YOUR CODE, AND ANALYSIS, HERE
Using the same train_data
from the last exercise, fit a \(k\)-nearest neighbors model for \(k \in \{1,3,11\}\). The code for \(k = 1\) is provided.
YOUR CODE, AND ANALYSIS, HERE.
# Take special care to seperate the classifier from the rest of the data when fitting a
# knn model. Consider the following code to give you an idea as to how one does this.
# Note, however, that this code is based off of my naming practices, and may require editing
# depending on your previous code.
train_data_classifiers = as.factor(train_data$Y)
train_data_observations = data.frame(train_data$X)
knn.1 <- knn(train_data_observations, train_data_observations, cl = train_data_classifiers, k=1)
R_knn_1 = 100 * sum(train_data_classifiers == knn.1)/length(knn.1)
R_knn_1
Comment on the performance for the different values of \(k\). Why does k = 1
do so well? What is it doing that gives it such great performance?
YOUR ANSWER HERE
Now let’s do the same thing with Fisher’s Linear Discriminate Analysis (LDA). We have provided the follow code as an example. Assess the risk using the derived predictions (you will need to grab the class
attribute from this variable).
library(MASS)
library(dplyr)
# Fit the model
model <- lda(Y~X, data = train_data)
# Make predictions
predictions <- model %>% predict(train_data)
YOUR CODE, AND ANALYSIS, HERE
Now that we have explored Bayes’ Rule, k-nearest neighbors, and LDA, we will see how each method performs on data that was NOT used to originally set them up. Consider the following new data set drawn from the same random variables \(\mathbb{W}~ \&~ \mathbb{V}\).
W_obs = rnorm(150, mean = -2)
V_obs = rnorm(50, mean = 2)
Y_class_test = c(rep(0, times = length(W_obs)), rep(1, times = length(V_obs)))
test_data = data.frame(X = c(W_obs, V_obs), Y = Y_class_test)
Use the information from train_data
to classify values in the test_data
, then compare these calculated classes with the true classes found in Y_class_test
. Report the Bayes’ Risk, and compare it to the same metric calculated from k-nearest neighbors and LDA.
Hints:
In the case of Bayes rule, you will use the same \(\pi_0 ~\&~ \pi_1\) and calculate the conditional probabilities in the same way, except this time your x_obs
will be from test_data
. DO NOT use the class labels from test_data
ANYWHERE in this calculation (until you evaluate at the end).
Use the manual page ?knn
to see how one inputs a different dataset for the “test” parameter. You may have to separate the observations \(X\) from the class labels \(Y\).

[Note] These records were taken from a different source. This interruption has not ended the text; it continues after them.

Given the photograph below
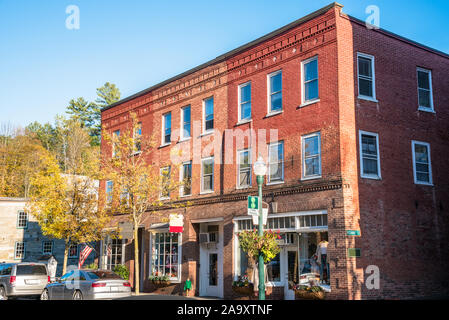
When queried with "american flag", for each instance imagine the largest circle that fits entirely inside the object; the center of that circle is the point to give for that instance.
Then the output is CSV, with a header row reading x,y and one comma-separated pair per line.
x,y
83,255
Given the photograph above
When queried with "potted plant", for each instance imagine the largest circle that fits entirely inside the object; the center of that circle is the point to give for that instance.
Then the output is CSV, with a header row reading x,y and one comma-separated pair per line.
x,y
309,292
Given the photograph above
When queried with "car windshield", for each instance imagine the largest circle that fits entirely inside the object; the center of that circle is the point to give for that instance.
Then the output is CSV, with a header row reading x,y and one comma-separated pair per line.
x,y
29,269
103,275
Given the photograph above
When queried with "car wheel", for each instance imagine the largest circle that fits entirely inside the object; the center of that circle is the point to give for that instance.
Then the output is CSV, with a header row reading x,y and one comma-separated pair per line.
x,y
3,294
77,295
45,295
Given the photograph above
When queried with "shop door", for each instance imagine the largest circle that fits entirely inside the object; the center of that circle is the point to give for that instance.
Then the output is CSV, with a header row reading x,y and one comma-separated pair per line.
x,y
291,274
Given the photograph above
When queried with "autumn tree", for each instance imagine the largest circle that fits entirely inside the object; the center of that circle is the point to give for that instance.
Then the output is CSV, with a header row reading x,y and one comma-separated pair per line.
x,y
138,185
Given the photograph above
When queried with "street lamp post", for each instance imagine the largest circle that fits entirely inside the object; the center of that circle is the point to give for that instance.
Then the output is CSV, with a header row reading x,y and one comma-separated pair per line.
x,y
260,169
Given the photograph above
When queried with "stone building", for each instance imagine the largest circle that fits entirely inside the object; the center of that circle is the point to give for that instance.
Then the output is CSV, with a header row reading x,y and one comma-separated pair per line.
x,y
356,157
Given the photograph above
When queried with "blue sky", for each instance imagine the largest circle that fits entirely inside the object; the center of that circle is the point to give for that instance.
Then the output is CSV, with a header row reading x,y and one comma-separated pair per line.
x,y
138,43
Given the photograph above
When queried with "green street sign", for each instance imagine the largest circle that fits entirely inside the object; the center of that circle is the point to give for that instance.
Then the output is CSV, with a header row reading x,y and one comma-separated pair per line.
x,y
353,232
354,252
253,205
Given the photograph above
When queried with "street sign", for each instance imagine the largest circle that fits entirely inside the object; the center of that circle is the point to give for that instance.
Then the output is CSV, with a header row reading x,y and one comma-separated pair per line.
x,y
353,232
176,223
253,205
264,217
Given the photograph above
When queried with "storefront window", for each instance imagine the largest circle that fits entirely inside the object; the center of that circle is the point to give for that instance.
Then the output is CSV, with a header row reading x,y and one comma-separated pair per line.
x,y
165,254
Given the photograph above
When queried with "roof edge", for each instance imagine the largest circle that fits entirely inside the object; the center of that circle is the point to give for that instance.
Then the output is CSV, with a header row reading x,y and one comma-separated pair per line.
x,y
229,54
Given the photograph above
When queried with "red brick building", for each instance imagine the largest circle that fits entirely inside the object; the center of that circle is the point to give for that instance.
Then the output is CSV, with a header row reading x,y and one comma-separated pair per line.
x,y
360,119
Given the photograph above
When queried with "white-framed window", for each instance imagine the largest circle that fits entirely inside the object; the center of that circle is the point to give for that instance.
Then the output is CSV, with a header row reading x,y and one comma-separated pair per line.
x,y
422,167
208,115
276,162
109,189
186,122
309,71
369,155
366,76
207,174
166,128
47,247
311,156
73,251
19,250
138,138
22,220
115,137
165,188
244,169
274,92
186,178
244,96
166,255
425,94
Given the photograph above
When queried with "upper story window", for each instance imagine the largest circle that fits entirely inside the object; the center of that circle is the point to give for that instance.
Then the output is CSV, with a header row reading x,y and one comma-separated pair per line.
x,y
115,136
275,91
22,220
47,247
245,101
207,175
244,168
109,186
165,188
425,95
309,70
208,114
369,155
185,123
186,179
422,169
366,76
166,125
311,156
276,162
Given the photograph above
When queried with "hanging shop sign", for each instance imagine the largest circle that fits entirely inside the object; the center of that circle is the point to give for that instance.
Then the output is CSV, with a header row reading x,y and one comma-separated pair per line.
x,y
176,224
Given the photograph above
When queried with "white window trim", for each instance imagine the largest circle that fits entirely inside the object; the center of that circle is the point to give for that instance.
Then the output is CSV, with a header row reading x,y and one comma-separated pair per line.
x,y
303,166
305,102
369,176
204,131
430,183
429,73
283,163
182,138
367,56
181,178
160,172
163,143
239,107
250,171
213,173
269,111
152,234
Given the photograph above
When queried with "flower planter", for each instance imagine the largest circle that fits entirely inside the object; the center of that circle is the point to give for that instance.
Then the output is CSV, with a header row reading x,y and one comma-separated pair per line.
x,y
309,295
245,291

In a similar fashion, you are expected to read the manual pages for the functions used in the LDA process.
YOUR CODE, AND ANALYSIS, HERE
Now, let’s do this 1000 more times! During each iteration of the following for loop, use the models you have created to calculate classifiers for the test_data
and calculate the risk for each.
set.seed(13)
all_bayes_risks = c()
all_knn_risks = c()
all_lda_risks = c()
for(iteration in 1:1000){
W_obs = rnorm(150, mean = -2)
V_obs = rnorm(50, mean = 2)
Y_class_test = c(rep(0, times = length(W_obs)), rep(1, times = length(V_obs)))
test_data = data.frame(X = c(W_obs, V_obs), Y = Y_class_test)
YOUR MODEL CODE HERE
bayes_risk = YOUR CODE HERE
knn_risk = YOUR CODE HERE
lda_risk = YOUR CODE HERE
all_bayes_risks = c(all_bayes_risks, bayes_risk)
all_knn_risks = c(all_knn_risks, knn_risk)
all_lda_risks = c(all_lda_risks, lda_risk)
}
If done correctly, you should have three vectors of risk values, each from a different classification method. Create an intuitive plot that compares these three values. Make sure this plot compares the values AT THE SAME INTERATION. Our suggestion would be a line plot with the \(x\)-axis as the iteration number and the \(y\)-axis as the risk value, colored by classification method.
YOUR CODE HERE
Comment on your model
YOUR ANSWER HERE